Except as I was going through my desk looking for index cards, I discovered this fortuitous gift from my stupid past--a full, four year warranty from Best Buy from November of 2001--two months after my first daughter was born, and she was starting to do cute stuff I figured I'd want to see years and years later.

Apparently I wasn't a total moron--based on the last four digits of the card on the receipt, I didn't go into debt for the camera--I just let the guy bully me into an $80 warranty. Which means I now don't have to pay for a new battery that probably doesn't cost half that.

Either way, it was a nice bit of luck. Look for some of the results of my working camera to pop up soon over at

Now if I can just discover I left $5,000 in a good growth stock mutual fund and forgot about it.


theFrog said...

I will say one thing about extended warranties and then leave it at that.

I purchased the extra 3 year warranty when I bought my Dell. Now, I know you have issues with them, but hear me out:

My computer is not the one that Dell advertises for $499 with a free flat screen. My computer was SERIOUSLY tricked out with a scanner, a ginormous screen, and more bells and whistles than you can shake a stick at. It was also a small fortune clocking in at over $5000 (for the sake of your fiscal sanity, I will have you know that I paid cash for this bad boy - it took me 10 months to save up for it).
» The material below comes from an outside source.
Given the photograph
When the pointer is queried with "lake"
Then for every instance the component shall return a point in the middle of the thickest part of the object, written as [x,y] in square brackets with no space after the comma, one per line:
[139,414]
Paying that much for the be-all, end-all of computing, you better believe I was springing for an extended warranty. And wouldn't you know, not 2.5 years into my ownership of the computer, it completely died on me... to the point that Dell decided I needed a replacement computer.

Now, I figured that, as per their contract, they would be outfitting me with a refurbished computer that had the exact same specs as the computer that died. It would have been fine with me - part of the reason I spent gads of money on a computer was so I could get as much shelf life out of it as possible before it went obsolete. But Dell went several steps further than that...

Recognizing that the computer they were replacing was now 2.5 years out of date, they decided that they were not going to replace my $5k+ computer with a refurb of the now mid-grade stuff. Instead they replaced my computer with UPGRADED specs to match the advances of technology as well as the original purchase price.

Which basically means that by spending the $200 in the beginning, I was not only spared the cost of replacing an entire computer system, I was spared the cost of upgrading an out-of-date computer system. If I hadn't said to myself "I need more than a 1 year warranty on this," it's very likely that I would be writing this reply from an old pentium 1 system (with 166 megahertz!! ooooo - feel the speed!) with a 33.3kbps dialup modem that's currently taking up space in my closet.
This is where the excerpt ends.